23.     In the instant case, representations were made which called into question a finding of the IPAT in light of country of origin information, and the credibility findings of the IPAT in light of a note of the evidence given by the Applicant.  While the Respondent’s role in determining the refoulement issue is most certainly not to re-determine the international protection claim, nonetheless in deciding whether to adopt the earlier findings of the protection bodies, regard must be had to representations made regarding those determinations which are relevant to the refoulement issue.  Both of the issues raised in the instant case were so relevant as they related to the IPAT’s determination that a blood feud did not exist, and the credibility of the Applicant.  Accordingly, it was incumbent on the Respondent to consider these representations. 

24.     The Respondent has indicated that all representations were considered but has failed to make any reference as to why these representations were dismissed by it.  No pathway can be found as to why concerns raised by the Applicant regarding the IPAT’s determination were rejected, as the decision is silent on this issue.

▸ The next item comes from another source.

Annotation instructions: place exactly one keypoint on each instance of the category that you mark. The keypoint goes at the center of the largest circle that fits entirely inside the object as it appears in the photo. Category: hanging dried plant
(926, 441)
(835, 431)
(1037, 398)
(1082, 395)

25.     The Respondent argues that it would be inappropriate for her to consider these issues as this in effect would operate as an appeal against the decision of the IPAT.  However, that submission fails to recognise the independent task imposed upon the Respondent pursuant to s. 50 of the 2015 Act; the fact that there is an obligation on the Respondent to consider the information of an applicant given in the course of an international protection claim and representations made to the Respondent for the purpose of a s. 49(7) review; and the fact that the Respondent is not obliged to accept the findings of the protection bodies.

26.     Furthermore, on a practical level, a challenge to the IPAT decision on these grounds is likely to be met with an argument that the country of origin information produced to the Respondent was not before the IPAT; and that the dispute regarding the evidence is a factual or interpretation issue, thereby leading to an argument that these issues are not susceptible to judicial review.

27.     The Respondent has failed to engage whatsoever with the representations of the Applicant.  In light of her obligations pursuant to s. 50 of the 2015 Act in conjunction with s. 49(7), there is a requirement for the Respondent to explain her reasons for her acceptance of the earlier protection decisions, in light of the particular representations and information submitted to her. 

28.     As it is unclear to the Court that any consideration was given to these concerns, it is not appropriate that this matter be remitted to the Respondent simply to give reasons for her decision.

29.     The Court will grant an order of certiorari of that portion of the s. 49(7) decision which relates to the prohibition of refoulement and remit the matter back to the Respondent for a fresh consideration of s. 50 of the 2015 Act.  The Court will also grant an order for the Applicants’ costs as against the Respondent.